The 2013 Formula One season gets underway in Australia with Pirelli supplying the new P Zero White medium and P Zero Red supersoft compounds: the first time that such a nomination has been made by the Italian firm for the Albert Park circuit. This year’s compounds are generally softer and faster than their predecessors, but two to three pit stops are still expected per car on race day. Melbourne – which has opened the Formula One season since 1996 – is a semi-permanent facility that is well-known for its low levels of grip, which gradually improve over the course of the weekend as the surface rubbers in.
“After 12 days of pre-season testing we finally get to go racing with our 2013 compounds. They were developed over the course of the last season in private testing and they are the most focused and performance-orientated tires we have ever made,” says Paul Hembrey, Pirelli’s motorsport director.
“Cold weather conditions during pre-season testing meant that we weren’t able to showcase them to the best of their abilities, but we are expecting a different story in Albert Park, with two to three pit stops per car. The start of any new season is always a very exciting time and from what we have observed during pre-season testing the field seems to be closer than ever: quite an achievement when you consider that we had seven different winners from the first seven races last year,” explains Hembrey.
“All the compounds and constructions have changed for 2013, and the drivers should notice a wider working range and a bigger window of peak performance. The performance gaps between the compounds are also larger, which means that teams have a greater opportunity to use strategy to their advantage by exploiting the consequent speed differentials,” adds Hembrey.
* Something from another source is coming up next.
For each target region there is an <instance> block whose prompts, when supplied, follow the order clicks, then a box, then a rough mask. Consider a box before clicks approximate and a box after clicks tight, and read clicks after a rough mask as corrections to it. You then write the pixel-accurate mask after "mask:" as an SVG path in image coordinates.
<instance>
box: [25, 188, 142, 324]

“I’m delighted to become Pirelli’s brand ambassador at the start of what should be an extremely exciting season, especially if last year is anything to judge by,” says Jean Alesi. “Albert Park was a circuit that I enjoyed as a driver, I competed there from its debut year after the grand prix moved from Adelaide, but it’s really not typical of anywhere else. You have some bits that are similar to a street circuit like Monaco and other places that are more like a permanent track such as Barcelona. So I probably wouldn’t read too much into the results from Melbourne, as it is so atypical of anywhere else and also because at the start of the season the teams are still learning a lot about their new cars and tires. The tires this year seem very interesting and in qualifying in particular I think a really attacking driver should be able to do something quite special. I would definitely have liked to use these tires when I was driving,” adds Alesi.
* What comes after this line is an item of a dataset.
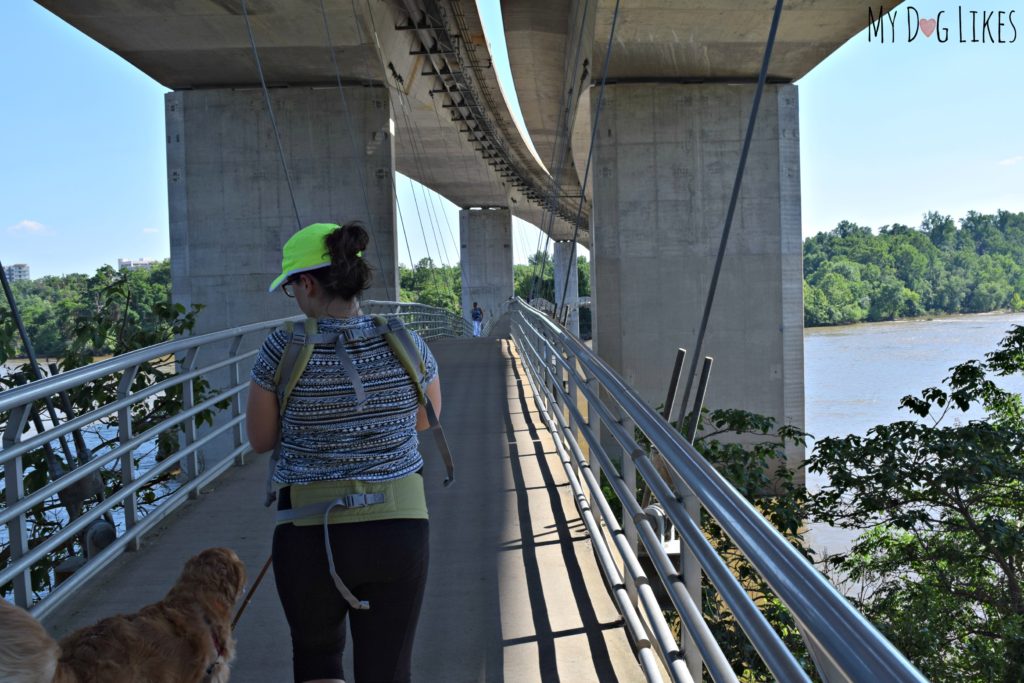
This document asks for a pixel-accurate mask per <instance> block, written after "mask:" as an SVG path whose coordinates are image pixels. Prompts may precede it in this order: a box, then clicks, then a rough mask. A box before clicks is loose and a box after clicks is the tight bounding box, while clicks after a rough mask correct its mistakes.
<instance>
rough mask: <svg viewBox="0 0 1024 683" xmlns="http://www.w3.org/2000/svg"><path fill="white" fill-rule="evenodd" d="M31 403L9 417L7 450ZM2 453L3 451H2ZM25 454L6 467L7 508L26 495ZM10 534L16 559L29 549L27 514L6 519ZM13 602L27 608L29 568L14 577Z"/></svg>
mask: <svg viewBox="0 0 1024 683" xmlns="http://www.w3.org/2000/svg"><path fill="white" fill-rule="evenodd" d="M31 412H32V403H26V404H25V405H19V407H17V408H15V409H13V410H12V411H11V412H10V415H9V416H8V418H7V429H5V430H4V433H3V447H4V451H6V450H7V449H9V447H11V446H12V445H14V444H15V443H17V442H18V441H20V440H22V432H24V431H25V426H26V424H28V421H29V413H31ZM0 453H3V452H2V451H0ZM23 458H24V456H18V457H16V458H14V459H13V460H11V461H10V462H8V463H7V464H5V465H4V466H3V475H4V485H5V486H6V489H5V496H6V504H7V507H10V506H11V505H13V504H14V503H16V502H17V501H19V500H22V499H23V498H25V463H24V461H23ZM7 533H8V536H9V537H10V561H11V562H16V561H17V560H19V559H20V558H22V557H23V556H24V555H25V554H26V553H27V552H29V526H28V523H27V522H26V520H25V515H24V514H20V515H18V516H17V517H14V518H13V519H11V520H10V521H8V522H7ZM13 584H14V604H16V605H19V606H22V607H25V608H26V609H28V608H29V607H30V606H31V604H30V602H29V600H30V599H31V597H32V574H31V573H30V571H29V569H26V570H24V571H19V572H18V574H17V575H16V577H15V578H14V580H13Z"/></svg>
With all the compounds having become softer this year, the medium and the supersoft were chosen in Australia to give the teams a challenge in terms of tire management and strategy, in accordance with Pirelli’s brief from the teams themselves and Formula One’s promoters. The P Zero White medium tire is ideal for circuits with lower ambient temperatures and not particularly aggressive asphalt, such as Melbourne. Its durability characteristics are very similar to those of last year’s soft tire, resulting in lap times that are around 0.8s quicker than the 2012-specification medium.
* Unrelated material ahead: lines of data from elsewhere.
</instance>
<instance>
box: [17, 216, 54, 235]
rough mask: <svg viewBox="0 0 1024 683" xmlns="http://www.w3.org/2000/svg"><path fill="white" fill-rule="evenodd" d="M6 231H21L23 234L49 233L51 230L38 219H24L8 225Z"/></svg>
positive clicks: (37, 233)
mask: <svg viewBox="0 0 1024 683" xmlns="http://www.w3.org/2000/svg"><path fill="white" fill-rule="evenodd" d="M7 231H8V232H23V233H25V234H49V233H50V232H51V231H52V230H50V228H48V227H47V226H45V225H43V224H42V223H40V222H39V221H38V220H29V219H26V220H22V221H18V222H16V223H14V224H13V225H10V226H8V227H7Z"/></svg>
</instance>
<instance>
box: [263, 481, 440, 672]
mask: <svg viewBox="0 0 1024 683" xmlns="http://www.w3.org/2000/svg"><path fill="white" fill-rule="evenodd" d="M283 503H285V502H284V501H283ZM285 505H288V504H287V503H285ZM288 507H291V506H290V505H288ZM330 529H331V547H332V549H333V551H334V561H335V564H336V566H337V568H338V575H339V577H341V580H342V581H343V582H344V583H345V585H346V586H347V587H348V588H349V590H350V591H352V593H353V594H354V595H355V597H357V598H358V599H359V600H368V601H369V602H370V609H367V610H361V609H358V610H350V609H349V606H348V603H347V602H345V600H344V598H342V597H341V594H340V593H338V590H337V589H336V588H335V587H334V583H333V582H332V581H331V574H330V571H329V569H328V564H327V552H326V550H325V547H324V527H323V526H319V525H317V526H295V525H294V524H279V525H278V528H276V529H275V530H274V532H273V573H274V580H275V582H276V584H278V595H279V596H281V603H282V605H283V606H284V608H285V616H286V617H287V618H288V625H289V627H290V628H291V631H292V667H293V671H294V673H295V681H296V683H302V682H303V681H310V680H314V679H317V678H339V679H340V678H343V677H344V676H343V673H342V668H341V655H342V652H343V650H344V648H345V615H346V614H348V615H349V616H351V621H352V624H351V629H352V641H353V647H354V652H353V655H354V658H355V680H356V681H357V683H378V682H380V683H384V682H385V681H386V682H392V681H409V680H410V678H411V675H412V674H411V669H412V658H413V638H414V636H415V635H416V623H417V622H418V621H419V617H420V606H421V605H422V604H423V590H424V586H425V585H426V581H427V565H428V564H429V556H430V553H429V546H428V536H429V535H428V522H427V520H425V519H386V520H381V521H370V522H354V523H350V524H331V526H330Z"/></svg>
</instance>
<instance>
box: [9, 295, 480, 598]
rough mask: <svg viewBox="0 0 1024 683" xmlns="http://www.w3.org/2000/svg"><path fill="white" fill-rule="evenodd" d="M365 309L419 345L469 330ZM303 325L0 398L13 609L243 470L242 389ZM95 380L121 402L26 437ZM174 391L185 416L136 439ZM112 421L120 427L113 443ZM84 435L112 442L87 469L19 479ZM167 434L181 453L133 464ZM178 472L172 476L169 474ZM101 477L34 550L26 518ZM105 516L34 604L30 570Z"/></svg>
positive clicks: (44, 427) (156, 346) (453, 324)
The P Zero Red supersoft has been designed to come up to temperature quickly and it is ideal when it comes to delivering maximum performance instantly on a twisty and slow-speed circuit.
Last year, the medium and soft compounds were chosen for the Australian Grand Prix, with the top seven drivers adopting a two-stop strategy. Further information on Albert Park and the demands it places on tires can be found on a 3D animated video that is copyright-free for media use on Pirelli’s Formula One website: www.pirelli.com/f1pressarea
Acceleration and braking are the keys to a good performance in Melbourne, with the longitudinal forces at work on the tires being greater than the lateral forces. The improved combined traction of the P Zero tires this year marks a significant step forward in this area.
Melbourne has hosted a number of wet races in the past: last year’s Friday’s free practice sessions were held in wet weather. Pirelli is bringing a new-specification of Cinturato Green intermediate and Cinturato Blue full wet tire to Australia, which has a redesigned construction to help improve traction and prevent snap over steer. The left-rear tire works hardest in Melbourne, with 10 right-hand corners and six left hand corners.
The 5.303-kilometre Albert Park circuit is not used outside of the Australian Grand Prix, which means that it is extremely ‘green’ and slippery on Friday in particular. But the faster warm-up time of Pirelli’s 2013 tires should help drivers find grip more quickly.